It takes only 2.7 seconds for a reader to decide if they want to take action to an email (reply, forward or delete). Your one self-focused line can be blasted away into oblivion with one click from the reader.
With today’s crazy-busy buyers, how do you get their attention? Jill Konarth one of best sales-thought leaders who has years of research in buyers’ behavior, discovered that readers evaluate an email on four key questions:
- How simple is it?
- Does this person offer value to my business?
- Is this aligned with my objectives?
- How big a priority is it?
Critical factors you need to think about before you craft a message:
Length: 80.8% of prospects read emails on mobile screens. The shorter, the better. Keep your emails under 90 words.
Subject Line: Be precise and action-oriented. There has been enough debate on whether length of subject lines matters. My experience being: they don’t matter. If you have a referral or relevant name to drop, always mention that. Subject lines that address immediate concerns, company changes, or critical business issues are always highly effective.
Here are some example subject lines that get reads:
- Quick questions about next quarter’s sales targets
- Ideas for disrupting the top of sales funnel
- Sam Ribnick suggested I get in touch with you
- 3 steps to improve social selling ROI
Personalize: If I had to pick a single most critical factor to help get a response, I would chose personalization of an email. Work to surprise your buyer with your relevant research on their challenges and needs. If there is a reference point for you to mention, please do.
Pique curiosity: Present a compelling value to your buyer, you can do this in following ways:
- Refer prospect challenges. Example: If you are like most marketers today, you’re under a ton of pressure to increase your lead effectiveness.
- Refer similar customers. Example: I thought you might be interested in what we did with…
- Mention Trigger events. Example: The reason I contacted you is because I read about your (triggering event). Based on my experience working with other firms, when (triggering event) happens, it usually creates (problems/challenges) with …
- Refer to industry trend. Example:In researching your competitors, I learnt that one of the prime initiatives this year for (Blank) industry is…
- Direct Value Proposition. Example: We help large companies reduce cost of sales by …
- Refer the competition. Example: Hi Marc, I had a question about your competitor “XYZ”. Did you know they were looking to implement our software? If you have time next week, I can help you with …
Value Proposition:Buyers don’t care about your products and services. They want results. State your value proposition in clear business terms. Corporate buyers are particularly attracted to phrases such as: increased revenue, improved customer retention, higher ROI, increased competitor differentiation, decreased costs, etc.

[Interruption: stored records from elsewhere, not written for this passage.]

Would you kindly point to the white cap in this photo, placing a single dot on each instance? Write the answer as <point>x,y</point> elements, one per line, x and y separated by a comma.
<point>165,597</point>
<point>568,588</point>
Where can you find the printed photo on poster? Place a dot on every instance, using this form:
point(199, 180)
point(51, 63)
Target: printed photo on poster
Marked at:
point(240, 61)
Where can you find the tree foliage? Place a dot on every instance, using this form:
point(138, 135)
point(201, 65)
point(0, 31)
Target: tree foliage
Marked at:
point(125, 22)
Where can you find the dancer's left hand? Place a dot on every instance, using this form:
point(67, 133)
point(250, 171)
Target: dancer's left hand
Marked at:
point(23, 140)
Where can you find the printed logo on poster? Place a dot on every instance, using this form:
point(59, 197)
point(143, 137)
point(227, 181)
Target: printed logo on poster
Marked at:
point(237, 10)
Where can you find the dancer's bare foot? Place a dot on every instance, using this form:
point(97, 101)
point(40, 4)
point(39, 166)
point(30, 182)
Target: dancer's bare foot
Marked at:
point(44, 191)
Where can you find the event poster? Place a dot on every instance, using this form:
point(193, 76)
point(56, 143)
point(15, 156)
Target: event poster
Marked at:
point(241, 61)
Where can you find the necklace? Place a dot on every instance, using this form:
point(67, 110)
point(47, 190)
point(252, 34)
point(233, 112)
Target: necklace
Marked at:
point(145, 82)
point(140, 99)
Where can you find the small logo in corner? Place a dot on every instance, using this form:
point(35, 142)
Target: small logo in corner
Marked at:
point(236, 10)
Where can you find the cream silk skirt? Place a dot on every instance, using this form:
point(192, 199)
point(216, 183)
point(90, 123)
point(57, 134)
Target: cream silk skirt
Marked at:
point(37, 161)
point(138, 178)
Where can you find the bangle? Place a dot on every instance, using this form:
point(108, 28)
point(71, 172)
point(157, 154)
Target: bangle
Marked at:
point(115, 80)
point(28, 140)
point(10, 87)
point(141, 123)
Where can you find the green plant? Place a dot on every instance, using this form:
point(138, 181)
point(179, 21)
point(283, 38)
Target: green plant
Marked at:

Close graciously: Do this by inviting an action. It could be a meeting request or a question which could be replied to in a few words. Example: If you are the appropriate person to speak with, what does the calendar look like early next week? If not, who do you recommend I speak with?
I have experienced that when you follow these simple rules, prospects want to open a dialogue with you and share their business objectives, needs, and challenges. I used these rules to achieve more than a 40% response rate.
What are some of the best practices you use while sending prospecting emails to your buyers? I would love to hear what has been effective email response strategy for you.